Cigna is listed on both the Fortune and Global 500 lists at 101 and 309, respectively. Their market value is significantly less than United, Aetna and WellPoint, but at $9.87 billion public trading is still going reasonably well. Diversity abounds in their national and international business. In the United States, Cigna medical plans cover 11 million lives. In the PBM arena, as well as behavioral and dental care, an additional 35 million are insured. Internationally, Cigna provides life, accident and health insurance to individuals, as well as large commercial clients.

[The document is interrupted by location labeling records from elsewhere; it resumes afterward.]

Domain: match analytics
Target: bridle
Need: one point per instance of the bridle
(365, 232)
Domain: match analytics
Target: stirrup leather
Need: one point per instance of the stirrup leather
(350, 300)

The federal class-action suit gives doctors the power to mandate oversight and fair treatment via an objective third party review process if necessary. Below this is discussed further as Aetna is next in line to implement settlement agreements.

Aetna, Inc.
Based in Hartford, Conn., Aetna has been in the forefront of the federal class-action suit with Cigna. Details as to filing deadlines are still being finalized, but the deal reached is estimated to be worth $300 million to physicians. Furthermore, like Cigna, part of the agreement is to fix existing issues so reimbursement, appeals, credentialing, software edits–to name a few areas–are routine, consistent and not left unresolved. The www.hmosettlements.com Web site has more information, and if current issues with Aetna (or Cigna) persist, the mediator, Julia Stewart, Esq., can be contacted as she is there to enforce the class-action agreement in 'going forward' relief.(31)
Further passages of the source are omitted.